Python module for mobility data anonymization of the MobiDataLab European project.
Developed by CRISES research group from URV.
To install the package, run the commands below in a terminal located at the root of this repository. This will create a Conda environment, install the dependencies and setup the module. Setup is only required when using the module as a library in Python code, not for CLI usage (see Usage section).
# Create and activate environment
conda create -n mdl_env pip python=3.9 rtree
conda activate mdl_env
# Install dependencies
conda install -c conda-forge scikit-mobility -y # If this fails, use "pip install scikit-mobility"
conda install -c conda-forge pyarrow -y
conda install -c conda-forge py-xgboost
conda install -c conda-forge haversine -y
conda install tqdm typer more-itertools -y
# [Optional] API
conda install -c conda-forge fastapi
conda install -c conda-forge uvicorn
conda install -c conda-forge python-multipart
# [Optional] Build and setup the package for Python import, not required for CLI usage
conda install conda-build
conda develop mdl_anonymizer
Tested to work with the following software versions:
- Python: 3.9 and 3.10
- Conda: 4.11.0 and 4.12.0
- Operating System: Ubuntu 20.04 and Windows 10
This module can be used as an independent command line interface (CLI) tool or as a Python library. Following subsections illustrate their usage.
The developed package provides a command line interface (CLI) that allows users to anonymize a mobility dataset, to perform an analysis in a private-way and to compute some utility and privacy measures over both the original and the anonymized datasets in a straightforward way.
python -m mdl_anonymizer
You can find a detailed documentation here.
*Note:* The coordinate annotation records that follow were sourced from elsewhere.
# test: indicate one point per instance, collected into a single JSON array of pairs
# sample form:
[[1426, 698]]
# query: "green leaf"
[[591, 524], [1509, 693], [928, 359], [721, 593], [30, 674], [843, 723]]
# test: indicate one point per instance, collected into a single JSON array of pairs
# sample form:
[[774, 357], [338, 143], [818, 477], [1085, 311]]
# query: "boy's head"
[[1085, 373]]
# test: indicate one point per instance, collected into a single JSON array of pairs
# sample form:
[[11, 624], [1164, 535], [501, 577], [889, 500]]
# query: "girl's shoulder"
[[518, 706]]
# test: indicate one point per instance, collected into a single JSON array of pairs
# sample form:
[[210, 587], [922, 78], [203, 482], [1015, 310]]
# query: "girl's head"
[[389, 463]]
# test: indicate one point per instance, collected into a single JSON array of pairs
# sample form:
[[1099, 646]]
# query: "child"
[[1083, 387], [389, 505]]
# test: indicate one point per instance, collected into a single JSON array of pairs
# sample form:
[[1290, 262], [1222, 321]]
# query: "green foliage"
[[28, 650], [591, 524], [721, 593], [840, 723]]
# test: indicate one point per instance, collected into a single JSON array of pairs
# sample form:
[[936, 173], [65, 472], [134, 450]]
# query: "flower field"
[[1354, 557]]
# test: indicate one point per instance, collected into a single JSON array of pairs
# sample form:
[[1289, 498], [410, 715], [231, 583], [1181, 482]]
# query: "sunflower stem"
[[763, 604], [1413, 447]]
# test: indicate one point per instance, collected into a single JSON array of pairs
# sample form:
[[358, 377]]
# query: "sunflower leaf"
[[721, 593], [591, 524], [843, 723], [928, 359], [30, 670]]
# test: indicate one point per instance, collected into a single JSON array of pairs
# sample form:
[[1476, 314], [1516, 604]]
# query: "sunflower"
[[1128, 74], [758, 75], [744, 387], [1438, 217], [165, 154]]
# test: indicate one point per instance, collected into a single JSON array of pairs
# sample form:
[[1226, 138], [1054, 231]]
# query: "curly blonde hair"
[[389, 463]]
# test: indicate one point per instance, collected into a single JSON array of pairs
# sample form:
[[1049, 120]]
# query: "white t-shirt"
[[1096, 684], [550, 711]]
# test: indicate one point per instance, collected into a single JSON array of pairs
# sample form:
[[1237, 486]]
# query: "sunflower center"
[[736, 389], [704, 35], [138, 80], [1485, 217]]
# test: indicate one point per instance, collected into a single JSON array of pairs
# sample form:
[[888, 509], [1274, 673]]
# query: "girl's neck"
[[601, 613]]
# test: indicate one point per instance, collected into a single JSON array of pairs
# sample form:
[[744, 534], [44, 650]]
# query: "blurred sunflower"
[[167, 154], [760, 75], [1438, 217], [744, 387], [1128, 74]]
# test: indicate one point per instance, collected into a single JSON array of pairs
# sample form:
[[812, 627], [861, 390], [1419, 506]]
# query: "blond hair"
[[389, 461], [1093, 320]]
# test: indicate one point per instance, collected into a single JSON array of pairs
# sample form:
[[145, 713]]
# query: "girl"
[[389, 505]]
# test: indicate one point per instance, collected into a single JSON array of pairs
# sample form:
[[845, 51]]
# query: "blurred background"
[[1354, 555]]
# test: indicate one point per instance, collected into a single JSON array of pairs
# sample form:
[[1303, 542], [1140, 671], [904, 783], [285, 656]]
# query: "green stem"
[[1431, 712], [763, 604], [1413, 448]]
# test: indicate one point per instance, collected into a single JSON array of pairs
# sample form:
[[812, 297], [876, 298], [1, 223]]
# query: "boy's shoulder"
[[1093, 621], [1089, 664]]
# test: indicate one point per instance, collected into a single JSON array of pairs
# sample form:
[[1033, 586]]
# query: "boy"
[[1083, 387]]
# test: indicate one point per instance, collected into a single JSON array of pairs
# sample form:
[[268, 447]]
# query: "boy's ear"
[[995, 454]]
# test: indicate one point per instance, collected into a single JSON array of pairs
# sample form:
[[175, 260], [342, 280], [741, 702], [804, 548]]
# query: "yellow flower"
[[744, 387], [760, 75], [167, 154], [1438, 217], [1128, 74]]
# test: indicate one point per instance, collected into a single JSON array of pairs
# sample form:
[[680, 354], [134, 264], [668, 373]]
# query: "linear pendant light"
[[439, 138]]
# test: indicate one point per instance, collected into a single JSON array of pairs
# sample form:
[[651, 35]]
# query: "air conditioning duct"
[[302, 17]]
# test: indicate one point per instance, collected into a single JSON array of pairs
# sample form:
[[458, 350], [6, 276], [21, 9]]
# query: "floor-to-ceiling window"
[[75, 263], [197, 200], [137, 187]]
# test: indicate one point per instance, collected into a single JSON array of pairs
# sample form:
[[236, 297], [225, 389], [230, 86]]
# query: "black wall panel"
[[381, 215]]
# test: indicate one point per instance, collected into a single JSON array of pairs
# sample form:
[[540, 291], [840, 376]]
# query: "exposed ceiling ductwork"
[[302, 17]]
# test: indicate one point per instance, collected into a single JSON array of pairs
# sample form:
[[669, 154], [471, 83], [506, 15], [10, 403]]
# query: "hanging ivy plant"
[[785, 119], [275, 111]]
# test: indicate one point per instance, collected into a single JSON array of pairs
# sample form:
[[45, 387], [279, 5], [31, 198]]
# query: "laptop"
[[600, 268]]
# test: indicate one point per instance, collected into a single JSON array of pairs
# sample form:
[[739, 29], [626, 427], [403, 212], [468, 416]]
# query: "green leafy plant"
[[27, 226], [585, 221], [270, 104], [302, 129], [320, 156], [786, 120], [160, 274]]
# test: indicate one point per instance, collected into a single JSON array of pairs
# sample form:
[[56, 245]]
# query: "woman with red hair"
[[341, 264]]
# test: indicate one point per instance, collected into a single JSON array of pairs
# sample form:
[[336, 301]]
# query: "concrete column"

The anonymization module is also ready to be deployed in a server to provide all its functionality remotely. To start the server application, use the following command:
uvicorn mdl_anonymizer.server.main_api:app --reload --host 0.0.0.0 --port 8000
See a detailed documentation here
Once the module is installed, its usage only requires an import:
import mdl_anonymizer
You can find examples of how to use the library in the examples folder.
The anonymization module has been designed with a focus on modularity, where pseudonymization or anonymization methods can be built using different components dedicated to preprocessing, clustering, distance computation, aggregation, etc. We have focused on making it easy to add new methods and components, in order to encourage contributions from other researchers.
To do so, developers should simply follow the next steps:
- Create a Python class that implements (inherits from), respectively:
- AnonymizationMethodInterface, for new anonymization methods
- TrajectoryAggregationInterface, for new aggregation methods
- AnalysisMethodInterface, for new analysis methods
- ClusteringInterface, for new clustering methods
- MeasuresMethodInterface, for new measure methods
- DistanceInterface, for new trajectory distance methods
- The constructor of the new class must receive as arguments first the original dataset and then the necessary parameters for the new method.
- Implement the inherited class method
run()
by including the code that executes the logic of the new method (e.g., in the case of a new anonymization method, the routine that anonymizes the original dataset) - Include the reference description to the new class method in the main configuration file (config.json) archive located at the root of the project library. The reference must be included inside the method type (anonymization, clustering, aggregation, trajectory_distances, analysis, or measures) and it must contain the name of the method and the path name of the new class.
- Add a Unit Test to the test folder. We recommend to use a mock dataset included in the data folder.
- Don't forget to add a description of your method in the docs section.
Once the new method has been implemented and referenced in the config.json file as described above, the new method can be used in the same way as those already developed.